New Zealand's member of parliament Judith Collins (left) and Phyllis Latour Doyle look at the Knight of the national Order of the Legion of Honour award she received from French Ambassador to New Zealand Laurent Contini in Auckland on 25 November, 2014. Photo: AFP / Michael Bradley

While she was in France, she was constantly in danger and on the move. She foraged for food and often spent nights outside in a forest, not wanting to put those in safe houses in danger.

She had many close calls, including searches at checkpoints with the radio codes sown into a shoelace used to tie her hair up, radio parts hidden under a full commode which was emptied and examined during a search, and a German soldier who fired into the ceiling of the place she sourced the soap from, in case there had been anyone hidden in the ceiling.

Some of the women from F-section who were caught died horribly. They were not covered by the Geneva Convention of war, and many were tortured and executed. Latour herself did not come through unscathed, she was raped by German soldiers before an officer stepped in and stopped it.  

And during her time in France, she witnessed many civilians executed. 

"She sent 135 messages in her time there, then she was overrun by the Americans," Dobson said. "Even then getting out to Paris was equally horrendous. She walked to Paris - took her two months.

"She was a smart woman, had her wits about her."

'The Last Secret Agent' book.

Photo: Allen & Unwin

Latour was born in South Africa, and had a British mother. During her childhood in the Belgian Congo her family moved frequently. "She picked up languages like a sponge ... she learned to shoot a gun at 7, and morse code, maths, algebra". 

During training for special operations she was noted as being good at rope climbing, which she put down to climbing vines while often playing with monkeys as a child.

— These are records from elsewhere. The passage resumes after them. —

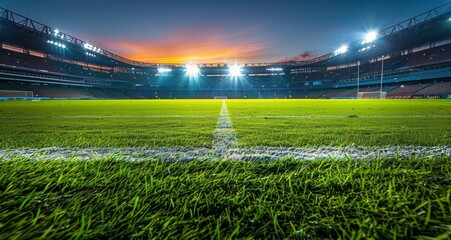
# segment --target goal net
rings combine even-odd
[[[227,99],[227,96],[215,96],[215,99]]]
[[[357,98],[358,99],[384,99],[387,97],[387,92],[358,92]]]
[[[15,90],[0,90],[0,97],[3,98],[32,98],[32,91],[15,91]]]

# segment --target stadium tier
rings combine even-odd
[[[307,61],[241,65],[133,61],[1,8],[0,90],[43,99],[355,98],[358,91],[450,98],[450,6]]]

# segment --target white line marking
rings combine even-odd
[[[236,134],[233,130],[232,120],[225,100],[222,101],[221,111],[219,112],[218,123],[216,124],[215,140],[213,148],[216,150],[225,150],[236,146]]]
[[[41,149],[5,149],[0,150],[0,161],[14,160],[17,157],[30,160],[75,159],[93,160],[115,157],[130,161],[157,160],[191,161],[191,160],[279,160],[292,158],[299,160],[351,158],[355,160],[394,158],[409,159],[411,157],[432,158],[435,156],[451,157],[451,147],[253,147],[253,148],[62,148],[51,147]]]

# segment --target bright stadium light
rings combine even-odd
[[[234,64],[229,67],[229,76],[231,77],[241,77],[243,74],[241,73],[241,67],[238,64]]]
[[[85,44],[83,45],[83,47],[86,48],[86,49],[92,50],[94,46],[92,46],[92,45],[89,44],[89,43],[85,43]]]
[[[367,43],[373,42],[376,39],[377,39],[377,32],[376,31],[368,32],[365,35],[365,38],[363,39],[362,44],[367,44]]]
[[[270,72],[282,72],[283,68],[267,68],[266,71]]]
[[[197,65],[186,65],[186,73],[189,76],[197,76],[200,73],[200,69]]]
[[[334,54],[335,54],[335,55],[338,55],[338,54],[345,53],[345,52],[347,52],[347,51],[348,51],[348,46],[343,45],[343,46],[341,46],[339,49],[337,49],[337,50],[334,52]]]
[[[158,73],[168,73],[172,72],[172,69],[170,68],[158,68]]]
[[[60,48],[66,48],[65,44],[62,44],[62,43],[59,43],[59,42],[54,42],[54,41],[51,41],[51,40],[47,40],[47,43],[55,45],[55,46],[60,47]]]

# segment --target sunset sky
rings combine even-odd
[[[156,63],[305,59],[446,0],[0,0],[124,57]]]

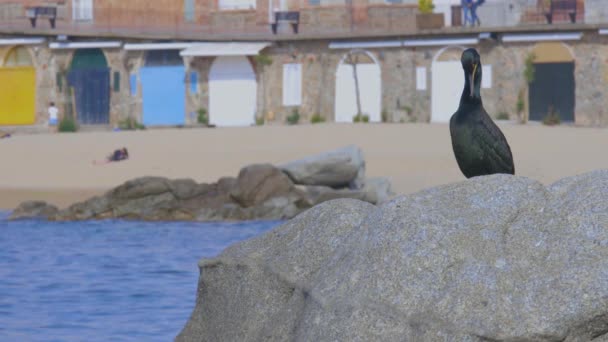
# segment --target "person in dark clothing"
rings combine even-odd
[[[94,160],[93,164],[95,164],[95,165],[107,164],[107,163],[117,162],[117,161],[121,161],[121,160],[125,160],[125,159],[129,159],[129,151],[127,150],[126,147],[123,147],[121,149],[114,150],[114,152],[112,154],[110,154],[105,160]]]
[[[115,150],[114,153],[108,158],[109,161],[121,161],[129,159],[129,151],[127,151],[126,147],[123,147],[120,150]]]

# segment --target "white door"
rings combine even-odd
[[[361,111],[369,115],[370,122],[380,122],[381,79],[380,67],[375,63],[357,64]],[[357,95],[353,66],[341,63],[336,71],[336,122],[353,122],[357,115]]]
[[[209,123],[249,126],[255,123],[257,84],[244,56],[217,57],[209,71]]]
[[[450,122],[464,87],[460,61],[435,62],[431,71],[431,122]]]
[[[78,21],[93,20],[93,0],[72,0],[72,18]]]

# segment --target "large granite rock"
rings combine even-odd
[[[280,165],[295,184],[360,189],[365,183],[363,152],[355,145]]]
[[[199,266],[177,341],[605,341],[608,171],[328,201]]]
[[[323,185],[296,185],[296,188],[302,191],[306,203],[311,207],[338,198],[353,198],[379,204],[394,195],[391,191],[391,183],[382,177],[366,179],[361,189],[334,189]]]

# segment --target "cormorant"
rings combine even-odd
[[[464,69],[464,89],[458,110],[450,119],[452,148],[458,167],[467,178],[494,173],[515,174],[507,139],[481,102],[479,53],[467,49],[460,62]]]

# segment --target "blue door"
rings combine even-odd
[[[73,69],[68,82],[74,87],[76,117],[85,125],[110,123],[110,69]]]
[[[85,125],[110,123],[110,69],[103,51],[76,51],[70,63],[68,83],[74,88],[78,122]]]
[[[184,124],[186,117],[184,75],[183,65],[146,66],[140,69],[144,125]]]

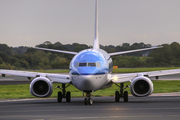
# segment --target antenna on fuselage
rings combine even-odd
[[[98,0],[95,5],[95,35],[93,49],[99,49]]]

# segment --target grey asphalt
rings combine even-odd
[[[56,99],[0,100],[0,120],[179,120],[178,95],[130,96],[128,103],[115,103],[114,97],[93,97],[93,105],[84,105],[84,98],[72,98],[71,103],[57,103]]]
[[[180,79],[180,74],[168,76]],[[167,76],[165,79],[166,80]],[[0,84],[28,84],[25,77],[0,77]],[[149,97],[129,97],[129,102],[114,102],[114,97],[93,97],[94,104],[84,105],[84,98],[72,98],[71,103],[56,99],[0,100],[0,120],[179,120],[180,93],[153,94]]]
[[[30,84],[30,80],[27,77],[20,76],[0,76],[0,85],[16,85],[16,84]]]

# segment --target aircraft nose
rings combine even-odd
[[[89,91],[98,89],[102,85],[102,83],[99,83],[100,81],[97,80],[96,76],[83,75],[81,76],[79,85],[82,91]]]
[[[93,81],[91,81],[89,78],[84,78],[83,79],[83,89],[84,90],[92,90],[93,89]]]

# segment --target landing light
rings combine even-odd
[[[117,77],[117,76],[114,76],[114,77],[113,77],[113,79],[114,79],[114,80],[117,80],[117,79],[118,79],[118,77]]]

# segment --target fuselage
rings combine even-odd
[[[86,49],[75,55],[70,63],[72,84],[81,91],[105,88],[113,70],[112,59],[102,49]]]

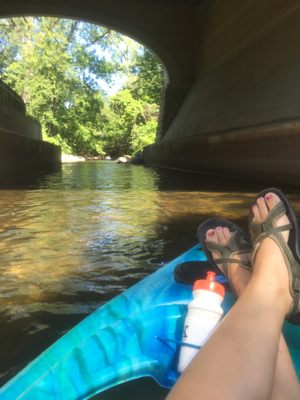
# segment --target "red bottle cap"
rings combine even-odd
[[[208,290],[215,292],[221,297],[225,295],[224,286],[215,281],[216,273],[213,271],[207,271],[206,279],[199,279],[194,283],[193,290]]]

She attended a finishing school in Paris, where she had polished up her French.

Before talking to Latour, Dobson had already interviewed some of New Zealand's last surviving pilots who flew during the war.

"That generation ... they were all young people once... and they did some pretty extraordinary things and I guess I just wanted to shine a light on it," Dobson said.

Through most of her life, Latour had intended to take her experiences with her to her grave, but changed her mind after her sons came across clues there was more to her story. 

"I actually think she had PTSD ...In our first interview, she said to me: 'War wasn't pretty, and why would I want to talk about it or remember it?' She had quite a few nightmares."

So Dobson felt honoured to have been entrusted with the job.

"She was a remarkable woman... I really loved talking to her, it was a nice weekly date and ... I'd take out my cheese scones. She was a straight shooter, and she was extremely patient with me."